You see, in a rural area, most things are kind of slow, calm, and personal in a way that you can see and feel. Even though our nation’s economy was dealt a crippling blow not too many years ago,the economic decline leading up to it could be seen and felt that way in my area long before that. It was a slow stroll to a coming-to-call for the chronic, destructive foreign trade policies, trickle down reverence, and the gathering of speculative wealth. It pulled income and equity upward and away from the middle and lower classes, and that there was a “crash” wasn’t really a surprise. The real surprise came when President Obama’s call for “shared sacrifice” was traded for “education reform”, along with attacks on public workers, unions, and on the job protections and benefits earned and paid for by hard workers in the public sector. Workers that lost equity in their homes, security in their jobs, had to then listen to media attacks on them, through media funded and shaped by those who refused to share in the sacrifice.
By the time I was twenty-one, I had lived and worked through the reductions in and closing of a few large local factory employers. Families in my county had been started, sustained and raised on Smith Corona Manufacturing pay, for example, and employers like SCM paid well- sometimes even did profit-sharing bonuses with employees. As this place and others slowly declined and disappeared, or just flat-out shut down, the county also experienced the disappearance of many local family-owned businesses. The loss of vibrancy in the local economy that was demonstrated in the decline of home purchases, the fewer full parking lots at the local bowling alleys on league nights. It seemed like a lot of that was just gone and storefronts and neighborhoods began to look empty. When I was a young man, I didn’t know of any such thing as a “Wal-Mart”, let alone a SUPER Wal-Mart.

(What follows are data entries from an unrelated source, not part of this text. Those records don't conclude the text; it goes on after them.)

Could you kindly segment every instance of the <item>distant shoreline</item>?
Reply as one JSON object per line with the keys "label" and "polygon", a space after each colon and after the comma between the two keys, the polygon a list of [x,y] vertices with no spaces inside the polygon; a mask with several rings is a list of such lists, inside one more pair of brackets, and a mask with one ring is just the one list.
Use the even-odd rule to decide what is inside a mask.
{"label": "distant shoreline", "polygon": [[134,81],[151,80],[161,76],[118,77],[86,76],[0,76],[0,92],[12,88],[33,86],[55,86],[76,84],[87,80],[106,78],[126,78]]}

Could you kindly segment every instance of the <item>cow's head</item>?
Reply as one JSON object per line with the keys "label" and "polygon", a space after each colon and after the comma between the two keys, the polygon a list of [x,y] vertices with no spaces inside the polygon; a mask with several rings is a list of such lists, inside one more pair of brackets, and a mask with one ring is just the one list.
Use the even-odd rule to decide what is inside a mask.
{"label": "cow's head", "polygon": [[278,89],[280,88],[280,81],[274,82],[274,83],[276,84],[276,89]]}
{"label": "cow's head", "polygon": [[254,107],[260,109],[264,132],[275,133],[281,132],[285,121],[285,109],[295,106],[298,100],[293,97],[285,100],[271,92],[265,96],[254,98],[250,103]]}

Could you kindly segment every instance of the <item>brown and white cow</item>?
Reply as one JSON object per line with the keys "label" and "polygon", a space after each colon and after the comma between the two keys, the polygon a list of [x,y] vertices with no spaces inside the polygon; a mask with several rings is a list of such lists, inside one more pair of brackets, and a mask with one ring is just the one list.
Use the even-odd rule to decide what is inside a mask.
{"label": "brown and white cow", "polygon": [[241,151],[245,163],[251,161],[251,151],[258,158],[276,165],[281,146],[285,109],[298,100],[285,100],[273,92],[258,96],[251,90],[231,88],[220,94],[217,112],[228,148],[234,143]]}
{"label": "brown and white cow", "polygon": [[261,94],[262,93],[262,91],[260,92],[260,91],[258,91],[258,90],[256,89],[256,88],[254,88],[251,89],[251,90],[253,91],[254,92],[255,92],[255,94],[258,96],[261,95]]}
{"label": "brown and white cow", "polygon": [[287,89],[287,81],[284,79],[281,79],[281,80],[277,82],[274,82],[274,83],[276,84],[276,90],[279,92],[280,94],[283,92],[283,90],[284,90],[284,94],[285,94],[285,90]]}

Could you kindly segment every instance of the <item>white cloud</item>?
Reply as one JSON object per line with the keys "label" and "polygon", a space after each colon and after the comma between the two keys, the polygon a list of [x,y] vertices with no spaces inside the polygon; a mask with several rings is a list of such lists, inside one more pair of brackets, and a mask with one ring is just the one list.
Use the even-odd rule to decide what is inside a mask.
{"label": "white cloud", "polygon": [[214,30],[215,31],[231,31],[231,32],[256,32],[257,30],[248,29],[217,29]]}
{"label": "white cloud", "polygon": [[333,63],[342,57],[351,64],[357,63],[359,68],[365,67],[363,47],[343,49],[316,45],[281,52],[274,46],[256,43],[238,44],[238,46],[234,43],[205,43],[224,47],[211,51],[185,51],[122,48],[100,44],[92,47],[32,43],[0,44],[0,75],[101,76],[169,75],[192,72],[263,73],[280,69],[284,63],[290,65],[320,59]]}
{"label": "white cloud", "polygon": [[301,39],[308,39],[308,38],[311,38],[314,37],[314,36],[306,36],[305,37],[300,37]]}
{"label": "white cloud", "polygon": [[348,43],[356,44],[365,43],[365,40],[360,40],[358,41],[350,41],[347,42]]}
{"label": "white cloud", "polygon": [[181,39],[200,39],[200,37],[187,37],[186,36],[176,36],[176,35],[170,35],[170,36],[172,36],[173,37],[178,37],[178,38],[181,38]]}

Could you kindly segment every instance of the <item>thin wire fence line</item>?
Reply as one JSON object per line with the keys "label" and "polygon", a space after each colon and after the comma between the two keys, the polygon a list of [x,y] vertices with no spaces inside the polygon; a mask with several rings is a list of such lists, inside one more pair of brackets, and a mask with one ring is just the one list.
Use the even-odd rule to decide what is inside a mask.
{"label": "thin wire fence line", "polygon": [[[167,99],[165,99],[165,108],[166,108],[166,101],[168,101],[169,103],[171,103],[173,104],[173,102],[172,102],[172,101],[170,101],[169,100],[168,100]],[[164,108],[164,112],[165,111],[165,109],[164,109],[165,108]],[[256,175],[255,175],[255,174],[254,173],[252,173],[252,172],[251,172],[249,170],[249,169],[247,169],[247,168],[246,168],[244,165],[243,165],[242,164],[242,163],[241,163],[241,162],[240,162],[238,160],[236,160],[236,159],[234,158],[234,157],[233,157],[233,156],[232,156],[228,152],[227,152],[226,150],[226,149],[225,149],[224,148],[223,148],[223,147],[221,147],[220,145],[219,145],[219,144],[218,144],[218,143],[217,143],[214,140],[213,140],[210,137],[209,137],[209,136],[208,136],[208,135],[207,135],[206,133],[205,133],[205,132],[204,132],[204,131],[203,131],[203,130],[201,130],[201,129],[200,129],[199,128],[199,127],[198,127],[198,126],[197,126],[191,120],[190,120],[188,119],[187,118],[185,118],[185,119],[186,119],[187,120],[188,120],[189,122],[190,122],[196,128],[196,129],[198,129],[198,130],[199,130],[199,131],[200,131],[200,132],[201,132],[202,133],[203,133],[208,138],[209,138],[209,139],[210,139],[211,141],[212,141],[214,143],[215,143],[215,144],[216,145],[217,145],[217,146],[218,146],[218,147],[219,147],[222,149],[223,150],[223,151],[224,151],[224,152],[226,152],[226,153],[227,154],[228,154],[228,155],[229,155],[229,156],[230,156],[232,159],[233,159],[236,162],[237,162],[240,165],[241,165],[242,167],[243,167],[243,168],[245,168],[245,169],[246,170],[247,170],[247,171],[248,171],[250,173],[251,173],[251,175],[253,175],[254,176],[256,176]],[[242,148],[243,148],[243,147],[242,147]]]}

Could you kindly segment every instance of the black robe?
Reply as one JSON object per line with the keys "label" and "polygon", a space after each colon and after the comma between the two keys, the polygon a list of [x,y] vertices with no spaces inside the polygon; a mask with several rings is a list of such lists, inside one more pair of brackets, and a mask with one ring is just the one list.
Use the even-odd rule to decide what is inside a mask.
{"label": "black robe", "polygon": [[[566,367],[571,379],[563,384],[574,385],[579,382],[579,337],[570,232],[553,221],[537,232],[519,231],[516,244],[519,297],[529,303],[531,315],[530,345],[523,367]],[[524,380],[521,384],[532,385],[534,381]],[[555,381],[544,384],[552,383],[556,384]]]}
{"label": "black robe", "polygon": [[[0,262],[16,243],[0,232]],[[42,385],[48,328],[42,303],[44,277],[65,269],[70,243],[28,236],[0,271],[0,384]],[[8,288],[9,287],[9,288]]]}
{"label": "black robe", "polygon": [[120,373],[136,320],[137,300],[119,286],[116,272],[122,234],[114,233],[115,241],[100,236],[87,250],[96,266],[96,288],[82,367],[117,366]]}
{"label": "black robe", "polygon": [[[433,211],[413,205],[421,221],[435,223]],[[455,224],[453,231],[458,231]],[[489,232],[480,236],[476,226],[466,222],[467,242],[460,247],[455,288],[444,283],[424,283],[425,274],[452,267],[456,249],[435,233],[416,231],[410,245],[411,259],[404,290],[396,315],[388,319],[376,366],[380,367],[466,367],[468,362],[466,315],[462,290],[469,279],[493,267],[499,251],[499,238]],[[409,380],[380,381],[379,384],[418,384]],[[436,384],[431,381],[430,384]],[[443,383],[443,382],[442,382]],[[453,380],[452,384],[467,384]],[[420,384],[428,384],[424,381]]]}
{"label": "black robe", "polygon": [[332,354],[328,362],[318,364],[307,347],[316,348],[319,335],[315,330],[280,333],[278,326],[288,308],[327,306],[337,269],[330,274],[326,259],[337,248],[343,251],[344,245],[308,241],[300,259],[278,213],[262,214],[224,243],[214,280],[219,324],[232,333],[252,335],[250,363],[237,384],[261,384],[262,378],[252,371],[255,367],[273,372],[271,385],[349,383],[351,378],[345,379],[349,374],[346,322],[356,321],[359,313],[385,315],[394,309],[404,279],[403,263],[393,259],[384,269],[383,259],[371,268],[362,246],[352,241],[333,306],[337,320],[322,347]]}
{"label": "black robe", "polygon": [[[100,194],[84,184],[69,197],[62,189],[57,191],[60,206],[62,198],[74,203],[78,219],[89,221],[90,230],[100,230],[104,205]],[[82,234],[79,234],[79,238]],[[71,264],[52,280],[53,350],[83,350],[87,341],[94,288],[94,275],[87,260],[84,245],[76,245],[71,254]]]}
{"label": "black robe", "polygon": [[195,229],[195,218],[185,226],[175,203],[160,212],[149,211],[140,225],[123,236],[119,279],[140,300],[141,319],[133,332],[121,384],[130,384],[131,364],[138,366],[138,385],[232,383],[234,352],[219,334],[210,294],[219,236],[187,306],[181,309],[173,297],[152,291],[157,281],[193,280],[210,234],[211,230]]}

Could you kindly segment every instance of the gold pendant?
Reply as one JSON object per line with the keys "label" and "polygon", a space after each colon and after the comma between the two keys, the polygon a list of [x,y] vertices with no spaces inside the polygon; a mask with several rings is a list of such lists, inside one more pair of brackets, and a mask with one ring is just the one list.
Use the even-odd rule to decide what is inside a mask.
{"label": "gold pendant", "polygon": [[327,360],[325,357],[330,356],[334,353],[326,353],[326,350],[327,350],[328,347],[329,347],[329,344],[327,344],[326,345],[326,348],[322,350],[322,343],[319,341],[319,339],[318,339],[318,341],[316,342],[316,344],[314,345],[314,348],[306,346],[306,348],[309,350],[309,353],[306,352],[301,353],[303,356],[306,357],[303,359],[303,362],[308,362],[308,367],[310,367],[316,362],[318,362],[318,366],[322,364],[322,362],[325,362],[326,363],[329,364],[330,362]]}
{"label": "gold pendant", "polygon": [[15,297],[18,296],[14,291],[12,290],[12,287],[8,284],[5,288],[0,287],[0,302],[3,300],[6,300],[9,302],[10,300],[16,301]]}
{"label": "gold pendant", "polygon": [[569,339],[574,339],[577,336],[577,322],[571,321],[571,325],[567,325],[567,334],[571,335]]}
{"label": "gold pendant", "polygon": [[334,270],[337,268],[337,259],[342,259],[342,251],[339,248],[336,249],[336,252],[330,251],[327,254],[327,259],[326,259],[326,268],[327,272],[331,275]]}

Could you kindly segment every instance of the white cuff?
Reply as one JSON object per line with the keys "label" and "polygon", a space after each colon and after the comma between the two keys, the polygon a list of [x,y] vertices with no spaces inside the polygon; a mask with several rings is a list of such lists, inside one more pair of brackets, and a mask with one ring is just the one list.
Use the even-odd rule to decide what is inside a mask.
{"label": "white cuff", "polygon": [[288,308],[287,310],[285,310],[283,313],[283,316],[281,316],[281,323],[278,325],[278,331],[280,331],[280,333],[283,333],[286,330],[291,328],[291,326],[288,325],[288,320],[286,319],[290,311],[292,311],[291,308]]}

Today, as a public school teacher living in the same area I grew up in, and teaching in a rural district in the region where I have lived my  entire life, I have seen first-hand what economic disparity does to our economy, communities, families, and schools. When jobs go away, economic and social stability go away; family bonds are disrupted and sometimes dissolved, and in the absence of these nurturing forces-other less desirable influences move in to fill the voids. I’m not saying that a Wal-Mart is an evil thing inherently, but you have to think about why those things come to exist, and what other things are brought into existence along with them.
So “shared sacrifice” rings a little hollow when I have both lived (then) the destruction of a trickle-down approach to our nation’s economy, have spent near 15 years teaching children who live it today, and now have to suffer “reform” at the hands of those who refuse to reform themselves.
As I wrap up entry one, I want to say that when you thought you had voted for “hope and change”, and then feel you’re just getting “more of the same”, you can wrap it in a smile,  and in a casual manner throw it down with some smooth Al Green-. Despite the packaging, the disconnected bullshit still smells bad and tastes even worse. The real “change” we’re getting can be seen in the classroom where the children end up being the canvas that stinky stuff gets painted on. People around here used to get busted for growing pot once in a while now they’re cooking meth. Trying to make ends meet has turned into your heart breaking as you look at children and wonder if those ends can meet or if there are even “ends” at all. Living and working in a rural area, it could mean that it’s your neighbor you’re looking at. Or the child who lives in that leaning over falling apart structure you didn’t think anyone lived in. It could even be a relative. It sometimes means knowing more than you ever wanted to know, having it break your heart, but still being glad you know because then, maybe, you can help.